Also, in the post-9/11 era, fire stations have become increasingly more important as critical public infrastructure. Fire
stations must not only serve day-to-day service needs, they must survive major disasters and serve as a community center to
assist in acute needs as well as long term recovery centers. These capital needs can no longer be supported by volunteer
fundraisers.
12. Will this CSA fund all the Fire Department’s financial needs?
No. Through a State-ofthe-Fire-Department presentation to the Board of Supervisors in mid-2007 the Fire Chief identified four
major areas in need of financial enhancement. Associated with that presentation was a 15-year Capital Improvement Plan (CIP)
that summarized those needs and estimated a cost. In 2007 dollars, the CIP estimated the need for $13.3 million worth of
purchases and fire station improvements. The CSA will fund replacement of some fire engines and water tenders as well as a
small portion of fire station upgrade or replacement. However, additional funds will be required to meet the long-term capital
improvement needs of the fire department. As proposed, the 218 Election and CSA will provide approximately $7.9 million over
15 years.
13. Where will the balance of the required funding come from?
The Board of Supervisors, CAO, and Fire Chief are working diligently to identify additional funding sources. During the
2007/08 Budget year MCFD qualified for over $1.5 million in grant funding including one new fire engine and replacement of
vital self-contained breathing air equipment. In addition, other sources such as Federal Title III funds, Master Tobacco
Settlement funds, and General Fund sources are under consideration. However, in order to maintain a viable emergency response
system over the next 15 years, it will take a concerted effort on everyone’s part to adequately fund the CIP.
14. What role will volunteer responders play in providing emergency service over the next fifteen years?
Since its inception and for well into the foreseeable future, MCFD will continue to rely entirely on highly trained volunteer
members to provide for your emergency service needs. None of the proposed funding can be expended to hire additional
employees, administrative or operational. MCFD’s volunteer members receive no compensation for training or responding. MCFD’s
volunteers are dedicated to serving your emergency needs at any time of day or night and under the most adverse of conditions.

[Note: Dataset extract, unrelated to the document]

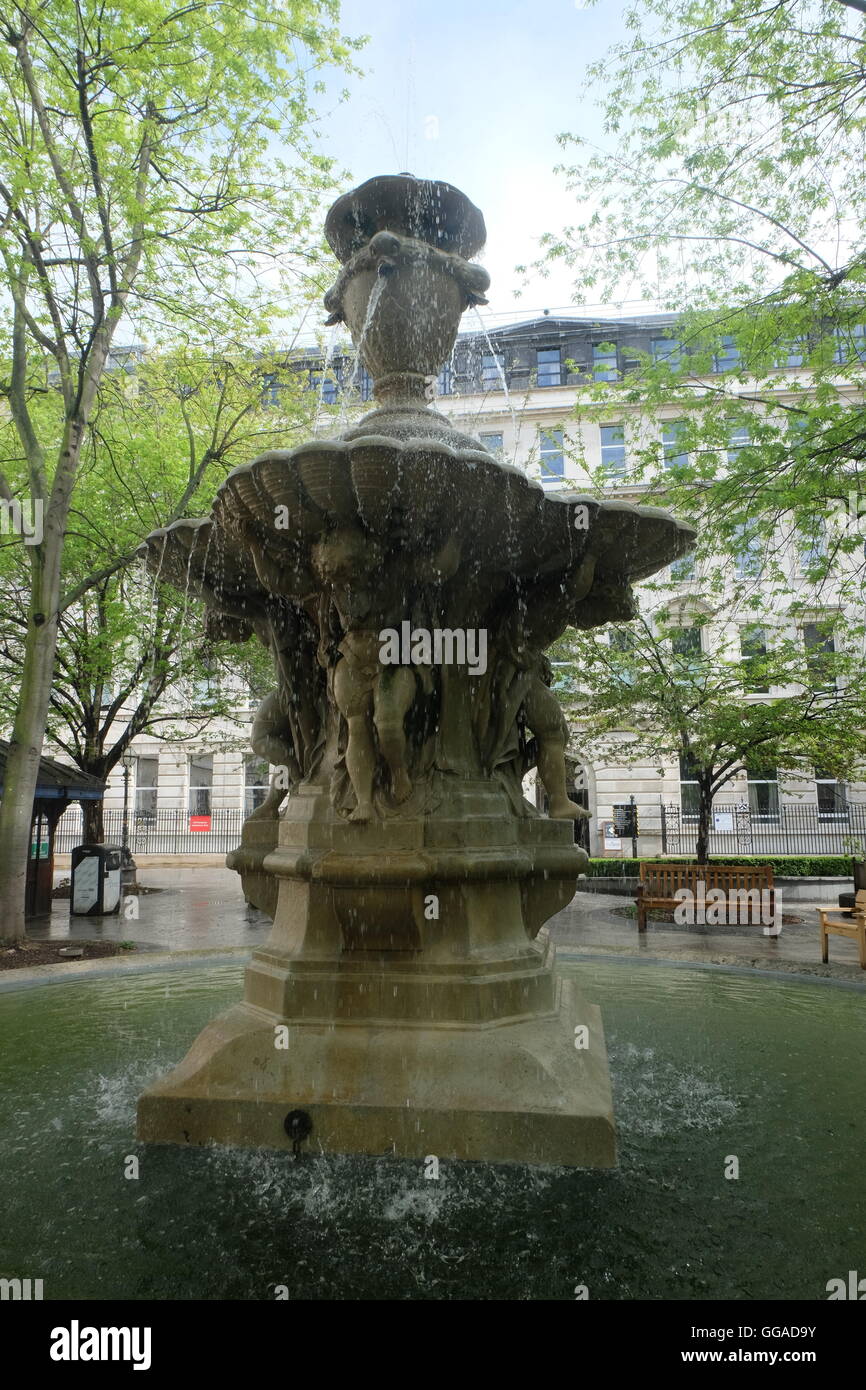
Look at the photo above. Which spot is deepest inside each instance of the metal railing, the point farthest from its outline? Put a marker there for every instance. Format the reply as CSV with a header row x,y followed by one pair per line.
x,y
166,831
791,830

Emergency response is recognized as one of the most dangerous activities anyone can undertake. From the minute the pager
summons MCFD’s members, they place their lives and health in jeopardy. They also place their family’s health at stake to help
those who cannot always help themselves. This community must provide them with safe and contemporary tools.

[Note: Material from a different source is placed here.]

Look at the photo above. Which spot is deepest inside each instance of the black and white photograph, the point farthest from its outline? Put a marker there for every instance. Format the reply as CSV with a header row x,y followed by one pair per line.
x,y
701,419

15. What is the value provided by MCFD’s volunteer members?
According to data captured throughout calendar year 2007, MCFD’s volunteer members donated over $300,000 in time and
out-of-pocket expenses to their communities. That amount was calculated based on volunteer time spent responding to emergency
calls-for-service and training as well as estimated fuel, laundry, and child care expenses. MCFD utilized State compensation
schedules to calculate the value of actual donated time. In addition, sources such as IRS mileage allowances and estimates of
miles driven were added to the total. However, MCFD believes those dollar amounts to represent but the “tip of the iceberg” in
time and money donated to serving your needs. If it were possible to capture an accurate accounting of all time and true
out-of-pocket expenses, the value provided by volunteer members may be triple or quadruple that amount. By comparison, it is
estimated that the annual lease payment for all proposed fire apparatus replacement will be approximately $350,000 or
substantially less than the true dollar value contributed by MCFD’s members.
16. What would it cost to provide emergency response without volunteers?

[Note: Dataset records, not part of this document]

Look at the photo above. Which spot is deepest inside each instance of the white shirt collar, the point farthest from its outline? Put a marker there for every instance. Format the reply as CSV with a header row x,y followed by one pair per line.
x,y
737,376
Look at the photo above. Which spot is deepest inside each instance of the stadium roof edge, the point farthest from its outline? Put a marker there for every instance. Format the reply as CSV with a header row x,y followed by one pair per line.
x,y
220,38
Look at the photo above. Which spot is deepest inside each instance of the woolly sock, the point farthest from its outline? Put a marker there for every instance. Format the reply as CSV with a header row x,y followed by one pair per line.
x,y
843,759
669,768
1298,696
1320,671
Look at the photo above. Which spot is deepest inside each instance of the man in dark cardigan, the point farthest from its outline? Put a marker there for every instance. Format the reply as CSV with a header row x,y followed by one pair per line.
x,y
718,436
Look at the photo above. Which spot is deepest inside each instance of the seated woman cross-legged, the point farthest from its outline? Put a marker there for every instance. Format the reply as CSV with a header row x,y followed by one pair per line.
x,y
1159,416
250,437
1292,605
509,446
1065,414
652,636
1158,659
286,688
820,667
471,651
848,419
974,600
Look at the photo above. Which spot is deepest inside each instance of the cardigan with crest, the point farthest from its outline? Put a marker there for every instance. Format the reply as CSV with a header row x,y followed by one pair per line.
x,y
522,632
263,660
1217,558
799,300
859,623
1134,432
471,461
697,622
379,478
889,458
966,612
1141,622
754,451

In 2007 MCFD responded to 1,022 emergency calls-for-service spread over the entire County. That represents a 20.8 percent
increase from the year previous. To do so with career employees working traditional staffing schedules would be impossible.
National standards define an adequate minimum fire response to a residential structure fire as fourteen personnel and to a
commercial structure fire as fifty-four personnel. Consequently, a fully career fire department for Mariposa County is not
logical or financially feasible. However, should it become necessary to provide career staffing to address the majority of
non-fire emergency calls, at least five County fire stations should be staffed by two responders 24 hours each day. To do so
would cost between $2.25 million and $3.75 million in personnel costs alone. That does not include the cost of apparatus,
equipment, or fire stations.
17. Why must all of the fire engines be replaced at once?
The CIP does not provide for replacing all apparatus at one time. The most serviceable of the current fleet will be
retained as reserve engines as required by national standards. However, due to the age and state of disrepair of the current
fleet, it is necessary to replace eleven first-out engines and four water tenders immediately. The fleet’s fire engines
average more than 33 years of use. By national standards, 20 years is the maximum serviceable age for fire engines. In
addition, fire insurance standards require annual pump testing and certification and the Department of Motor Vehicles (DMV)
requires periodic safety inspections of all large vehicles. Until recently, MCFD’s fleet had no current pump certificates and
the vehicles have not undergone regular safety inspections. As a result of recent efforts, several have been “red tagged”
(permanently removed from service) for safety reasons and an exorbitant amount of money has been invested to marginally repair
and certify pumps. After expending an estimated $240,000 in fiscal year 2007/08 to test and repair apparatus, the fleet
remains 33 years old and unsatisfactory by national standards. Every time an unsafe fire engine or water tender leaves a
station, the lives and well being of MCFD’s members and the public who shares the roadways are placed in jeopardy.
18. What are the consequences of not replacing fire engines?
Beyond the life safety issues, fire insurance rates depend on a jurisdiction maintaining and demonstrating the ability to
provide fire protection to a national standard. Both availability and affordability of fire insurance from many providers
depends on meeting those standards. Serviceable fire engines are an integral element in that equation. If, during future
re-ratings, it is determined by the Insurance Services Office (ISO) that MCFD’s fire engines and water tenders do not meet
national standards, fire insurance availability may be severely limited and rates may rise dramatically. Estimates of reduced
availability and increased price vary greatly from company to company. Also, most home mortgages require fire insurance be
maintained. To fully understand those implications you should consult with your insurance agent.
19. As a homeowner, what will the CSA cost me?
A 218 Election cannot set assessment rates based on home or property value. The assessment must be based on types of property
and levels of development as they impact the required service. As proposed, an improved piece of property will be assessed $80
per year. At that rate, regardless of the size and value of the home, the CSA fee will cost a homeowner less than $1.55 per
week. While increased property taxes or fees are never palatable, $1.55 per week pales when compared to potential increases in
annual fire insurance premiums.
20. How does MCFD plan to avoid this situation in future years?
County Fleet Policy currently mandates maintenance and amortized vehicle replacement funds be set aside on a monthly
basis. However, since all previous fire apparatus has been purchased as used and already beyond its effective service
lifetime, it has been impossible to utilize this process. With the purchase of new apparatus, an expected life cycle will be
assigned and sufficient replacement funds allocated on an incremental basis. By doing so, when it next becomes necessary to
replace these vehicles, the funding will already be in the bank.